Brandon Gray Internet Services
- Company type: Private
- Headquarters: Markham, Ontario, Canada
- Products: Domain registrar;
- Website: namejuice.com

= Brandon Gray Internet Services =

Company perpetrating domain name scams

Brandon Gray Internet Services, Inc., doing business as "NameJuice.com," is an ICANN accredited domain name registry operator based in Markham, Ontario. The company is in the business of registering, renewing and transferring Internet domains and subdomains. The company and its resellers have become notorious for domain name scams.

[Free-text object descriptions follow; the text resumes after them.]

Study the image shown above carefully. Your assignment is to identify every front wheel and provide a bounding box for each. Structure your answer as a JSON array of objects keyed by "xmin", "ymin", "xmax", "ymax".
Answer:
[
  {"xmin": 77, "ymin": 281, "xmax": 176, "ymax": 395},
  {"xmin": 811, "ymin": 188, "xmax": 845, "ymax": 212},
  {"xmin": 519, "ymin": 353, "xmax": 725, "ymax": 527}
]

In December 2003, the Federal Trade Commission requested that the U.S. District Court for the Southern District of New York issue an injunction against one of the company's resellers, Domain Registry of America, for making misrepresentations in the sale of its domain registry services through a practice known as domain slamming. The FTC alleged that the company sent mass-marketed direct mail that resembled expiry or renewal notices, urging U.S. consumers to act to avoid deletion and soliciting them to transfer their domain name registrations from their current registrar. The FTC asked the court to order full refunds for the company's 50,000 customers, to require the company to pay each customer $6 to help cover the cost of transferring to a new registrar, and to place the company under strict government monitoring.

In July 2014, ICANN sent a Notice of Suspension of Registrar’s Ability to Create New Registered Names or Initiate Inbound Transfers of Registered Names to Brandon Gray Internet Services, barring the company from registering domains for 90 days. Pursuant to Section 5.5.6 of the Registrar Accreditation Agreement (RAA), the company had been in fundamental and material breach of its obligations under the RAA at least three times within a twelve-month period. The suspension was in effect from August 12, 2014, to October 17, 2014.